# piccolo dubbio su funzionamento combinato distcc ccache

## magowiz

Ciao ,

avevo un dubbio sul funzionamento combinato di distcc e ccache :

se il sorgente viene compilato in remoto, il file oggetto risultante finisce nella ccache locale?

----------

## magowiz

bump

----------

## Kernel78

Hai provato a fare una ricerca, mi sembra che ci sia già stata una discussione in merito ...

----------

## magowiz

nel forum italiano o internazionale?

----------

## Kernel78

ita

ma risale almeno ad un paio d'anni fa ...

----------

## magowiz

sarò orbo o incapace di cercare ma non ho trovato nulla che potesse accostarsi al mio particolare dubbio qui sul forum italiano.
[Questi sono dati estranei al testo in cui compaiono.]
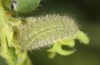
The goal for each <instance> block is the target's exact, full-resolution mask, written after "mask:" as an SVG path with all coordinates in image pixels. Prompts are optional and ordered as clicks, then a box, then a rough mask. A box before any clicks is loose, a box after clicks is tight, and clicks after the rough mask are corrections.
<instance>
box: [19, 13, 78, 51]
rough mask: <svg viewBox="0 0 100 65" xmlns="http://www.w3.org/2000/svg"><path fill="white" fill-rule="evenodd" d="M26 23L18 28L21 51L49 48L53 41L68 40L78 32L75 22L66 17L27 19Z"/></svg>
mask: <svg viewBox="0 0 100 65" xmlns="http://www.w3.org/2000/svg"><path fill="white" fill-rule="evenodd" d="M26 21H27V23H26V24H25V23H24V24H23V25H22V26H20V27H19V28H18V29H19V33H18V36H17V37H18V38H17V41H18V42H19V45H20V46H21V48H22V49H27V50H32V49H39V48H41V47H46V46H51V45H53V42H54V41H55V40H57V39H62V38H64V37H67V38H70V37H72V36H74V35H75V34H76V33H77V30H78V27H77V24H76V23H75V20H74V19H72V18H71V17H68V16H61V15H46V16H41V17H27V18H26Z"/></svg>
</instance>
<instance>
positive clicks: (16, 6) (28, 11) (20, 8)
mask: <svg viewBox="0 0 100 65" xmlns="http://www.w3.org/2000/svg"><path fill="white" fill-rule="evenodd" d="M2 3H3V6H4V8H5V9H7V10H13V11H15V12H17V13H18V14H30V13H32V12H33V11H34V10H36V8H37V7H38V6H39V3H40V0H2Z"/></svg>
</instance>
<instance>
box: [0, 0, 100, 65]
mask: <svg viewBox="0 0 100 65" xmlns="http://www.w3.org/2000/svg"><path fill="white" fill-rule="evenodd" d="M46 14H60V15H66V16H71V17H73V18H75V19H76V21H77V23H78V24H79V27H80V29H81V30H82V31H83V32H85V33H86V34H87V35H88V37H89V38H90V44H89V45H84V44H81V43H80V42H79V41H77V40H76V47H75V49H76V50H77V51H76V52H75V53H74V54H72V55H69V56H61V55H58V54H57V56H56V57H55V58H53V59H49V58H48V53H47V51H46V49H40V50H35V51H31V52H29V56H30V58H31V60H32V63H33V64H34V65H100V0H42V2H41V5H40V6H39V7H38V9H37V10H36V11H34V12H33V14H32V15H31V16H41V15H46ZM0 65H6V63H5V62H4V60H3V59H2V58H0Z"/></svg>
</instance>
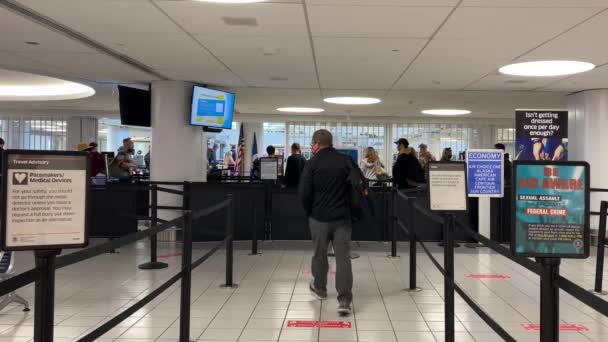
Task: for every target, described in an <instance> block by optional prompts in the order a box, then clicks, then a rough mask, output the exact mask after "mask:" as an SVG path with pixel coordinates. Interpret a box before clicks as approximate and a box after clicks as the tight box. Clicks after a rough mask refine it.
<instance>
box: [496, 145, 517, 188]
mask: <svg viewBox="0 0 608 342" xmlns="http://www.w3.org/2000/svg"><path fill="white" fill-rule="evenodd" d="M494 148H495V149H497V150H502V151H503V152H504V160H505V162H504V163H505V174H504V180H505V186H509V185H511V179H512V174H513V164H511V158H510V157H511V156H509V154H508V153H507V147H506V146H505V145H504V144H500V143H498V144H495V145H494Z"/></svg>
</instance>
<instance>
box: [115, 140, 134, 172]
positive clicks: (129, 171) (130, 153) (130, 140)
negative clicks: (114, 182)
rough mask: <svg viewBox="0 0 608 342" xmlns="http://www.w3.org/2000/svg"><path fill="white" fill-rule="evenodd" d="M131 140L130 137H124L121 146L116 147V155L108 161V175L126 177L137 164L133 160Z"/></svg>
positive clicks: (132, 141)
mask: <svg viewBox="0 0 608 342" xmlns="http://www.w3.org/2000/svg"><path fill="white" fill-rule="evenodd" d="M133 152H135V149H134V148H133V141H132V140H131V138H126V139H124V140H123V141H122V147H121V148H119V149H118V153H117V154H116V157H114V159H113V160H112V162H111V163H110V167H109V169H110V176H112V177H128V176H130V175H131V173H132V172H133V170H135V169H136V168H137V165H135V163H134V162H133Z"/></svg>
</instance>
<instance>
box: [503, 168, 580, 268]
mask: <svg viewBox="0 0 608 342" xmlns="http://www.w3.org/2000/svg"><path fill="white" fill-rule="evenodd" d="M514 177H515V187H514V195H513V199H514V208H513V215H514V217H513V229H512V238H511V251H512V252H513V254H514V255H518V256H525V257H548V258H587V257H588V256H589V165H588V164H587V163H585V162H534V161H516V162H515V165H514Z"/></svg>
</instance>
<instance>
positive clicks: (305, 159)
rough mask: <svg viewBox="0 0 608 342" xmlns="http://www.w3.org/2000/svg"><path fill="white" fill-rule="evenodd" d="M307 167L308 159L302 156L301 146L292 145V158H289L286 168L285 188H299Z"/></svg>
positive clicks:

Ho cercato "ccache distcc" .

----------

## Peach

 *magowiz wrote:*   

> Ciao ,
> 
> avevo un dubbio sul funzionamento combinato di distcc e ccache :
> 
> se il sorgente viene compilato in remoto, il file oggetto risultante finisce nella ccache locale?

 

*teoricamente* si

se google non ti aiuta mi sa che l'unica è spulciare il funzionamento di distcc nel dettaglio

----------

## magowiz

googlo un po' e se non trovo niente potrei provare a chiedere sulle ml di distcc o ccache .... 

naturalmente se scopro qualcosa vi dico.

----------